私の両親は、イタリアのトリノでは設計事務所を経営しています。2人とも建築家です。
反抗期の頃に「絶対に親と同じ仕事には就かない!」そう決めました。
物を考えたり、物を作るのが好きでしたので、「発明家」になりたいという夢があったのです。
大学を選ぶ時期になり、エンジニアリングに申込みをしました。
専門を選ぶ欄で「電子」とか、「機械」ではなく、「土木、構造」を選ぼうとしている自分に気づいたとき、結局のところ、建築が好きなんだと認めるしかありませんでした。
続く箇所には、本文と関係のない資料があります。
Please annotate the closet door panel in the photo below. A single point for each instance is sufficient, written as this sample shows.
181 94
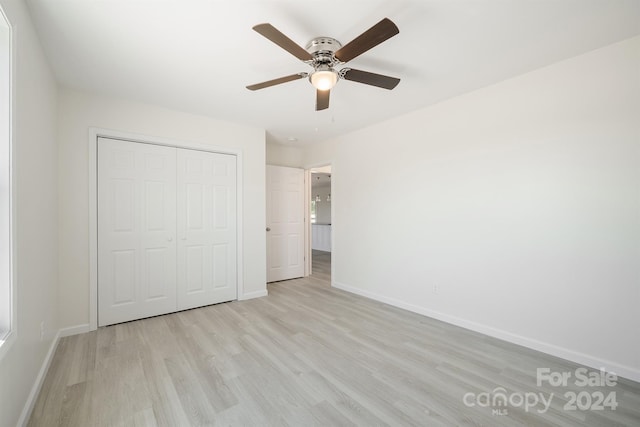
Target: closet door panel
136 230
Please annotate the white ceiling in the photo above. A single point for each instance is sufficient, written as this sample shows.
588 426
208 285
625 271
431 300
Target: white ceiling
198 56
慌てて申込みを下げて、トリノ工科大学の建築部に入学しました。
5年間の間にイギリスとデンマークに留学し、ヒマラヤの一人旅を体験し、そして29回の試験を一つづつクリアしました。
論文の準備をしながら、講師のアシスタントを1年間努めました。目の回るような忙しい大学生活でした。
無事に大学を卒業した時、両親の設計事務所で働くことは全く考えませんでした。なぜなら、自分の道を探す機会が少なく、見つかることはないだろうと判断したからです。実務経験を身につけるために卒業の3日後 、アメリカに飛びました。
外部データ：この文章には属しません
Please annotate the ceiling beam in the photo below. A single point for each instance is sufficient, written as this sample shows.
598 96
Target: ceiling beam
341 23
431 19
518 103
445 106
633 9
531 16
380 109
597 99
ニューヨークでは、すぐにある設計事務所が受け入れてくれました。主にスポーツクラブの設計(90%がリニューアル、10%が新築)やマンハッタン内の小型の収益物件のプロジェクトを多数手掛けました。
2年で事務所は5人から28人までに成長しました。私はプロジェクトマネージャーとしてバライェティー豊な仕事を任せてもらいました。
最初は、いろんな面できつかったです。インチやフィートが分からない。ニューヨーカーの英語が聞き取れないし、ゆっくりしゃべたら電話を切られる。会社の同僚は、競争心だけが激しくて、誰も助けてくれない。
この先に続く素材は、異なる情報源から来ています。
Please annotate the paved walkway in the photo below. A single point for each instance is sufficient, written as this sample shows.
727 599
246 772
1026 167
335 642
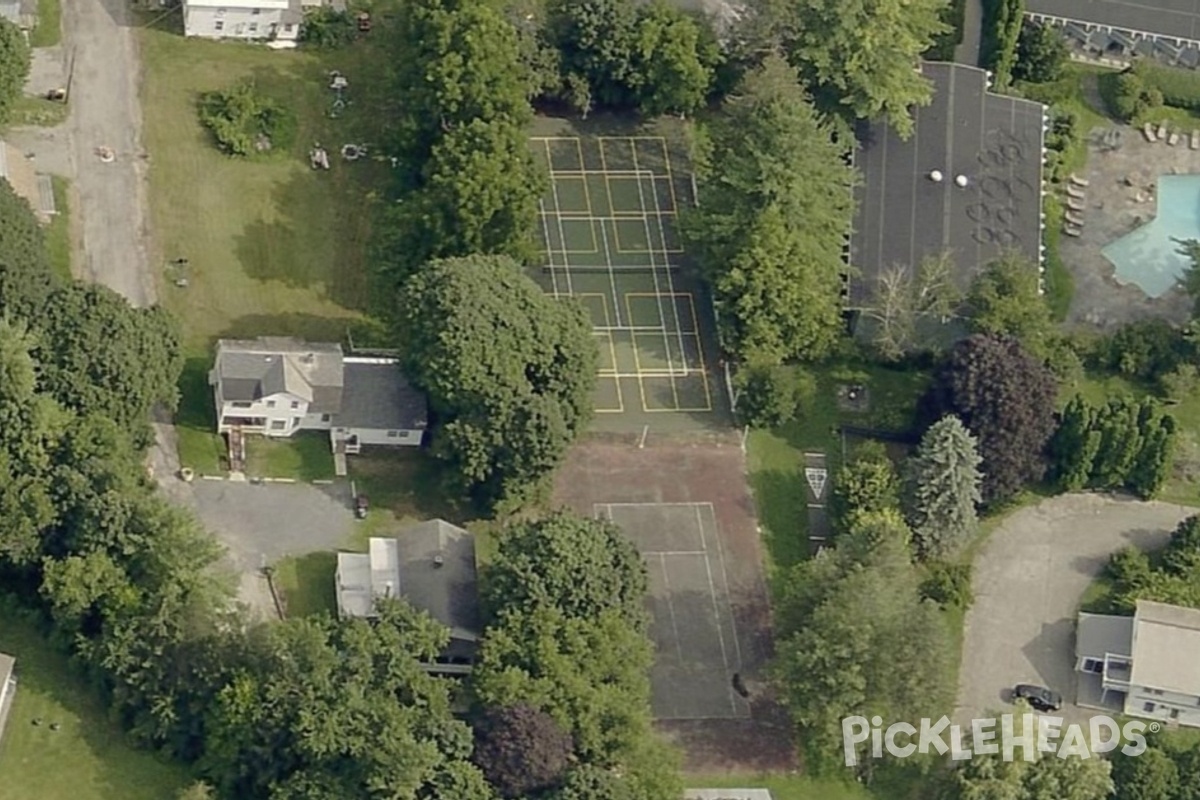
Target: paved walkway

そして、言葉にも仕事にも慣れたころ、勉強できることや発見の喜びが減っていることに気づきました。実家が設計事務所なのに、よその会社でサラリーマンとしてキャリアのはしごを登っている。果たして誰のためか。少し怖くなりました。
自由に働きたいのに、ポジションが上がるにつれて責任も増え、段々とここから抜けられなくなる。そう感じました。
勉強のためにアメリカに渡ったのだから、ある程度落ち着いたのであれば、次のチャレンジに取り掛かるべきだと感じました。
事務所を変えたら、仕事の内容も少しは変わりるでしょうが、アメリカに渡るという1回目のジャンプで大きく成功できたので、次も大冒険をしたい気分でした。次は西海岸?それとも 南米に行く?
実はイタリアに住んでいた時に、日本人の観光客(特に写真を撮ることにばかり気を取られている団体旅行)のイメージはあまり良くありませんでした。
でもニューヨークで日本の文化と出会うことができました。渡米した最初の頃。私はメトロポリタン美術館の近所の狭いワンルームで暮らしていました。手紙を書くためのテーブルすらなかったので、36ドルでMETの年間パスを購入し、時間があれば、カフェやそれぞれの部屋で本を読んだり、建築のコンペを考えたりしていました。
シャガールの部屋から家族への手紙を毎週のように書きました。(1996年ですのでまだメールが無かった)。夕方や来場者がまばらな時には、フェデリーコ・ダ・モンテフェルトロの小書斎の床に座って、瞑想をしたりもしました。
でも、最も好きなセクションは日本館でした。生まれて初めて掛け軸を見た時の大きな衝撃は今でも忘れられません。すぐに筆や墨を買って、図面の裏に下手くそな習 字をしてみました。ある時、紙が無かったので、白い冷蔵庫の壁面をランダムな字で完全に埋めつくしてしまったこともありました。
屏風も、鎧も大好きでしたが、METの展示の中で、私の人生に最も大きな影響を与えたもの、それは焼き物でした。
「日本のやきものは人間と自然の共同作品です。炎の動きを想像して匠な陶芸家は茶碗の表面の向きを調整しますが、最終的には火に任せるしかない。」
といった内容がショーケースに書かれていました。
装飾で形をごまかす文化から来ている私には別の次元のように感じました。
尺八のレッスンを受けたり、日本人の友達ができたり、和食を食べたり、黒澤明の「乱」や「七人の侍」を見たり、日本の文化に関してとても気になりました。建築に関しても、学生時代に皆が憧れていた安藤忠雄や伊東豊雄の作品を見たかった。社長に正直に話をして、3か月後に仕事を辞めさせてもらい、1998年6月に来日を果たしました。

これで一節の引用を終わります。